Tarana is a type of composition in Hindustani classical vocal music in which certain words (e.g. "odani", "todani", "tadeem" and "yalali") based on Persian and Arabic phonemes are rendered at a medium (madhya laya) or fast (drut laya) rate. It was invented by Amir Khusro (1253–1325 CE). In modern times, the singer Amir Khan helped popularize it and researched its origins and the syllables used. Nissar Hussain Khan was a tarana singer.

==Form==
A second, contrasting melody, usually with higher notes, is introduced once before returning to the main melody.
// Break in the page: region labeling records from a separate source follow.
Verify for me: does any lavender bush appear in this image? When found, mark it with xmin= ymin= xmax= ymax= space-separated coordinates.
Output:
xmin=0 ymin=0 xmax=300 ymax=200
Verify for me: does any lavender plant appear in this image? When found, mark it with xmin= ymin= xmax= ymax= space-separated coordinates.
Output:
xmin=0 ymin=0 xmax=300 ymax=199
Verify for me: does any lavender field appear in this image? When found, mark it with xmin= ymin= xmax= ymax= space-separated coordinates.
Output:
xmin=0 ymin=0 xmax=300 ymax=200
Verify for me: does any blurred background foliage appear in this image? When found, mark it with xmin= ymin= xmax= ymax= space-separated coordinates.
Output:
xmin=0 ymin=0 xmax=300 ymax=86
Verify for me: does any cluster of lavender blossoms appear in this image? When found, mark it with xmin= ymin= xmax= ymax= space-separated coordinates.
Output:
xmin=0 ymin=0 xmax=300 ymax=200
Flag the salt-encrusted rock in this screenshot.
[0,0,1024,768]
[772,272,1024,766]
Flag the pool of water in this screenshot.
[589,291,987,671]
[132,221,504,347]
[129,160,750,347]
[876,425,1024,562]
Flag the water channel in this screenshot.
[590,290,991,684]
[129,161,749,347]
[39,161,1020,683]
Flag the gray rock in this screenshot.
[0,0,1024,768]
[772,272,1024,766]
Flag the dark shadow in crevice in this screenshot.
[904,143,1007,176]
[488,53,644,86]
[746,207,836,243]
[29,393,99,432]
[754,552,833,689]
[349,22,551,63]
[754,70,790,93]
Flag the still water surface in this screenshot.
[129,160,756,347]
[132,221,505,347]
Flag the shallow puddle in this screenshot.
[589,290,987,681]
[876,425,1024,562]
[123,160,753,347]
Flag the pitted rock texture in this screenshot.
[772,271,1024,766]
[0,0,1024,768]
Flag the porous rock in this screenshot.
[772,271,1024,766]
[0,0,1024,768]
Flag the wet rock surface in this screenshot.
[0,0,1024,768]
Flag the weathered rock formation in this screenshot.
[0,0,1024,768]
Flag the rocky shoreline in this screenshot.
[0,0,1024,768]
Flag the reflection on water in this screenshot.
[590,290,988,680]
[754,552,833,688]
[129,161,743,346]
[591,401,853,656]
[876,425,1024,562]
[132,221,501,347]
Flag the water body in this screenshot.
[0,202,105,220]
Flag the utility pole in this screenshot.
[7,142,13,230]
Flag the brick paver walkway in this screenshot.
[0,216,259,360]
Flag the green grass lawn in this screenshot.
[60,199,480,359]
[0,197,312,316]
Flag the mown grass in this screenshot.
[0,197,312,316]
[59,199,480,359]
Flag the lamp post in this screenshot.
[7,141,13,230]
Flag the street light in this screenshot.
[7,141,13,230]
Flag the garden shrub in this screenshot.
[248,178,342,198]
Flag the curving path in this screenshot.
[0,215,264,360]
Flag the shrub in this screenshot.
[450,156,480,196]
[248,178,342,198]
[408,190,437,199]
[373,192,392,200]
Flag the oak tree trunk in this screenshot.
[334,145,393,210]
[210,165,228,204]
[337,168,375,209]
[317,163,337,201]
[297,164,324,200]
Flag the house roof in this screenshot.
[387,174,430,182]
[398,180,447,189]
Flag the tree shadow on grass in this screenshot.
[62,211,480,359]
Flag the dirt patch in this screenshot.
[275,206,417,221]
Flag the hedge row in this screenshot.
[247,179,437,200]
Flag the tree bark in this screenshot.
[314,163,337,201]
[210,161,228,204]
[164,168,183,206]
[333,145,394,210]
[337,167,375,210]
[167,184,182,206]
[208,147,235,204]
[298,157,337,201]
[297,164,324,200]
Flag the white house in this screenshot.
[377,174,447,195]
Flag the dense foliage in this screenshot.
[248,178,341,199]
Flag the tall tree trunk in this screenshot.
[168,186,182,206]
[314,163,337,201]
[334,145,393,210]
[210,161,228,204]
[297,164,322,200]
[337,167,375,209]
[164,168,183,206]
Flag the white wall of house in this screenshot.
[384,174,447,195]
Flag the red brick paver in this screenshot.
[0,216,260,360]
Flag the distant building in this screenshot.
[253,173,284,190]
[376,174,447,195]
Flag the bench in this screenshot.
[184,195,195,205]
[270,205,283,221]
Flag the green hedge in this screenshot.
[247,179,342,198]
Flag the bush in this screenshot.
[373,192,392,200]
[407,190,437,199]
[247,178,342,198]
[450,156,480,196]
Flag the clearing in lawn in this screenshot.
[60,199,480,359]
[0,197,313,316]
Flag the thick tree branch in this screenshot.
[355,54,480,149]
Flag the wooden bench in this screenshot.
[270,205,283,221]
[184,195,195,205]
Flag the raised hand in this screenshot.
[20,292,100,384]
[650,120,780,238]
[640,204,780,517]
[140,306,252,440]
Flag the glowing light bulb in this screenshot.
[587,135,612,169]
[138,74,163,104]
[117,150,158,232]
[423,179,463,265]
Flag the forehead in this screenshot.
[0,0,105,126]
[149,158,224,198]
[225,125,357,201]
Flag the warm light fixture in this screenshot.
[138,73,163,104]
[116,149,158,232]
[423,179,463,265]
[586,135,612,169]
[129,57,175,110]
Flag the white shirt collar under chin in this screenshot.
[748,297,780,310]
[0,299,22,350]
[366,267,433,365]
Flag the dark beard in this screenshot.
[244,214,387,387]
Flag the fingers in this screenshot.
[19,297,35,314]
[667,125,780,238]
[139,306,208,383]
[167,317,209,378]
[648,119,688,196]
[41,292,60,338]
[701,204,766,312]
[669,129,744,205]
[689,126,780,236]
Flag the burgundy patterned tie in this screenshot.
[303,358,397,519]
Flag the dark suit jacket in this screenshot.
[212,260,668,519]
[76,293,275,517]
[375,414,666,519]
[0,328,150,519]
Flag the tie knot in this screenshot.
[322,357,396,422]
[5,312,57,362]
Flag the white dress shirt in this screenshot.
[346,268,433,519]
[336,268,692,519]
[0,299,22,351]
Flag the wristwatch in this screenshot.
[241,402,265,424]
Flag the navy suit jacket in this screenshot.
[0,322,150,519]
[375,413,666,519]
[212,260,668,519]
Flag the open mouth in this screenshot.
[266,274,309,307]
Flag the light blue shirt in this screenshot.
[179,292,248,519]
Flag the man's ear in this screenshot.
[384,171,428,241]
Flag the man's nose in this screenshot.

The tarana may include a Persian quatrain, and may use syllables from sitar or tabla such as "dar-dar" or "dir-dir"; singers might recite full compositions (e.g. tihais, gats, tukdas) within the body of the tarana.

==History==
Thakur Jaidev Singh, a commentator on Indian music, said:

[Tarana] was entirely an invention of Khusrau... True, Khusrau had before him the example of Nirgit songs using śuṣk-akṣaras (meaningless words) and pāṭ-akṣaras (mnemonic syllables of the mridang)... But generally speaking, the Nirgit used hard consonants. Khusrau... introduced mostly Persian words with soft consonants. Secondly, he so arranged these words that they bore some sense.